Incidentally, I’d note that Denmark was recently ranked one of the ten most economically free countries on earth, according to the yearly Index of Economic Freedom put out by Heritage (Denmark got 80 points out of 100, compared to 80.7 for the U.S.). In fact, if you look at the subrankings, Denmark actually scores higher on both business freedom and labor freedom than does the United States.
I think this is the first post by MM that I agree with.
Of the options, I concur with Blackadder in preferring #3. (As it happens, I’d put up a post on American Catholic today exploring the possibility that simply calling unemployment a social benefit rather than “insurance” that only applies under certain circumstances would be better.)

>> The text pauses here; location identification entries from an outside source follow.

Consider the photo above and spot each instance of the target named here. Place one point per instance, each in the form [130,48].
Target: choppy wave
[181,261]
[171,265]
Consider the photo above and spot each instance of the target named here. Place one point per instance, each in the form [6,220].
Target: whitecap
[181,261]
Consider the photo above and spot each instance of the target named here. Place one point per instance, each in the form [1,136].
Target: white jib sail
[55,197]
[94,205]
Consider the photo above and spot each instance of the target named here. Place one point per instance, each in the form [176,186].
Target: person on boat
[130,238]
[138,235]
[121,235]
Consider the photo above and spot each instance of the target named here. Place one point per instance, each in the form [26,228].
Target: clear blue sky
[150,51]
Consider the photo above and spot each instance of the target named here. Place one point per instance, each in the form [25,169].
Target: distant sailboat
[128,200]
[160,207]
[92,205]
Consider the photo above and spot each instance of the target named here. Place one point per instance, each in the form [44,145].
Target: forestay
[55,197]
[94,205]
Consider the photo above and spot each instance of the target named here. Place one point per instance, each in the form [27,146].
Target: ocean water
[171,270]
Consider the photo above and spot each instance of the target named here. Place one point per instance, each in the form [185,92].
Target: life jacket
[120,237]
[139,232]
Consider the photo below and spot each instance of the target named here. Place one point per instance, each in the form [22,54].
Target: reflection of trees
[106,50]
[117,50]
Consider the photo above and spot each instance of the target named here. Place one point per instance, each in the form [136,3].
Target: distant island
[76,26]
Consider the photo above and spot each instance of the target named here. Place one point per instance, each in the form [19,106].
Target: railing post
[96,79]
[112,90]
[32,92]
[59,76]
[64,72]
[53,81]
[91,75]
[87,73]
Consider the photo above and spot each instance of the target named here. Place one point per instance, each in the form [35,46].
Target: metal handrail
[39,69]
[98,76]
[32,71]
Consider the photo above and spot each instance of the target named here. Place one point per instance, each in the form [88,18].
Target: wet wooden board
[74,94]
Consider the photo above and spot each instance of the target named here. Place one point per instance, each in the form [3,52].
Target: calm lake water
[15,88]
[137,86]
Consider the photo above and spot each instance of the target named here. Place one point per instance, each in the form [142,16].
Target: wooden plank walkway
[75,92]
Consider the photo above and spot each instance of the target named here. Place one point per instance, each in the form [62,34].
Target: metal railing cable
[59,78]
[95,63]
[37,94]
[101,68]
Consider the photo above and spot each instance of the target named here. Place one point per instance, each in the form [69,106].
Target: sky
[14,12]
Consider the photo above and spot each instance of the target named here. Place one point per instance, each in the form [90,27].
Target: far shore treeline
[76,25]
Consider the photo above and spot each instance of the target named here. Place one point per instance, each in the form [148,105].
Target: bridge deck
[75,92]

Where I’d question the options you lay out here is in the implicit assumption that this _must_ be something done by the state. That appears to be the assumption that the Compendium of CST is working with, but then it’s written to speak to a world in which statism is waxing and all intermediary forms of social organization and obligation are waning.

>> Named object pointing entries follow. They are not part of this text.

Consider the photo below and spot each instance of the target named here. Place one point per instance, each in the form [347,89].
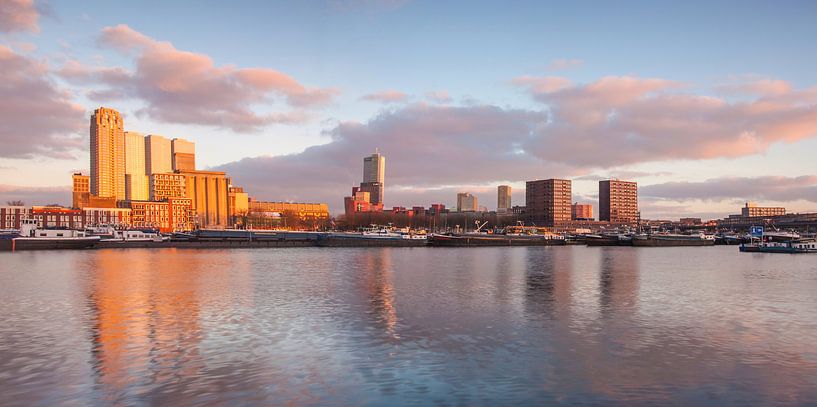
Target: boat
[771,246]
[373,237]
[609,239]
[491,239]
[31,237]
[672,240]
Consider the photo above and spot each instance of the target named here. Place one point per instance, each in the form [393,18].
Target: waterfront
[391,326]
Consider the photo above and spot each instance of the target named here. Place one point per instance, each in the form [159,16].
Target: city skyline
[702,125]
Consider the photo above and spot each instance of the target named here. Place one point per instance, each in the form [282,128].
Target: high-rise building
[107,154]
[184,155]
[467,202]
[582,211]
[208,192]
[751,210]
[165,186]
[548,202]
[158,158]
[136,179]
[503,201]
[80,191]
[374,176]
[618,201]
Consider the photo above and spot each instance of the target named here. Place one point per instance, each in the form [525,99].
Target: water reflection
[493,326]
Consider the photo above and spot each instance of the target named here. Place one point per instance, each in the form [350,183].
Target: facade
[172,215]
[618,201]
[164,186]
[548,202]
[208,192]
[80,191]
[751,210]
[467,202]
[183,155]
[238,203]
[158,158]
[582,211]
[107,154]
[59,217]
[374,177]
[503,200]
[136,179]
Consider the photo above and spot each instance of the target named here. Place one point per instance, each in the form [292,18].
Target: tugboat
[31,237]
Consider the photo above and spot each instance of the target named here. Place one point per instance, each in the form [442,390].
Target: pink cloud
[187,87]
[625,120]
[36,117]
[18,15]
[386,96]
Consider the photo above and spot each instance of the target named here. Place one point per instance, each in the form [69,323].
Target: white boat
[33,238]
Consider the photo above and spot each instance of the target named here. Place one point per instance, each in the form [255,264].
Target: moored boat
[672,240]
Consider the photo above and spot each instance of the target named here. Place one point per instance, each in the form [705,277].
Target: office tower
[107,154]
[80,191]
[157,155]
[618,201]
[582,211]
[467,202]
[184,155]
[547,202]
[136,180]
[167,185]
[208,191]
[374,175]
[503,201]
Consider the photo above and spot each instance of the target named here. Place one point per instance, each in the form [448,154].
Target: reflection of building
[503,199]
[158,158]
[81,190]
[136,179]
[466,202]
[107,154]
[184,155]
[208,192]
[751,210]
[618,201]
[172,215]
[547,202]
[582,211]
[163,186]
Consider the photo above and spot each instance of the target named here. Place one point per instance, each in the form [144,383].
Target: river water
[408,326]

Were such a thing achievable, I would be much more in favor of this kind of safety net being provided at a much more local level. I think this would be far more in keeping with solidarity and subsidiarity (it’s hard to have any real sense of solidarity with 300 million other people, many of them thousands of miles away) and would help maintain a sense of mutual obligation: Those providing money to those needing it and those needing it to improve their lot as quickly as possible so as not to be a burden.

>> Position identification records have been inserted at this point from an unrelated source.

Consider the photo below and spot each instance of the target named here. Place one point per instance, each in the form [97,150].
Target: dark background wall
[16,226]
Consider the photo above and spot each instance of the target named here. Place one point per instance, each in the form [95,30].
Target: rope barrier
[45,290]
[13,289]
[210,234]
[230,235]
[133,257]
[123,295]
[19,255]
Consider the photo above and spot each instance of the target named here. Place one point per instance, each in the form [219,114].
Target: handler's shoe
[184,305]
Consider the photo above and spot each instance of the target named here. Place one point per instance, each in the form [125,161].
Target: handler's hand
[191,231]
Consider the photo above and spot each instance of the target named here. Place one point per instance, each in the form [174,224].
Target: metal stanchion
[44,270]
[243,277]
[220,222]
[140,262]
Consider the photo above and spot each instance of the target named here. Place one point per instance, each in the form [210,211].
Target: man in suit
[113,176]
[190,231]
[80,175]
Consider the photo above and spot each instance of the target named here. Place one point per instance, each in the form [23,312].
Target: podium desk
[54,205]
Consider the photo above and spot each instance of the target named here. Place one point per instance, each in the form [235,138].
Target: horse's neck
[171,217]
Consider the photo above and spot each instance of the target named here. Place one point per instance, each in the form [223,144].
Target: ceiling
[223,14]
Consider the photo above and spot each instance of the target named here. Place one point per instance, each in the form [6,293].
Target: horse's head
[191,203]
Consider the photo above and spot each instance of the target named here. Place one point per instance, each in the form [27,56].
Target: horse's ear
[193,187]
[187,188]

There’s no clear path to such a situation now, and so as a conservative I don’t advocate trying to make sudden changes. But in choosing what incremental moves to support or oppose I would tend to support things that move more in that direction and oppose things that move farther from it.
Actually, having unions manage the insurance scheme would better respect subsidiarity.
Theoretically, yes. Though I think you’d need rather different unions from what we see in America today in that case.
First off, most people don’t belong to unions and have no reason to. (Because the ones we have exist primarily for collective bargaining purposes, which most of us don’t need.)
There’s also the issue that having industry segregated unions might make them ill suited to provide unemployment assistance during an industry-wide downturn. (For example, how much help would auto worker or construction worker unions be for the unemployed right now?) This might be especially awkward if one of the main things out of work people needed assistance with was learning to work in a new industry.
How about a small local grouping, such as a parish?
Actually, having unions manage the insurance scheme would better respect subsidiarity.
Good point. Mutual aid societies used to provide a sort of unemployment insurance for their members before the State took over the role, and if something like that could occur again this would be beneficial both from a Catholic and a purely secular standpoint.
Agreed, BA.
I second essentially everything everyone else has said! #3 of the choices, but intermediary institutions would be a better place.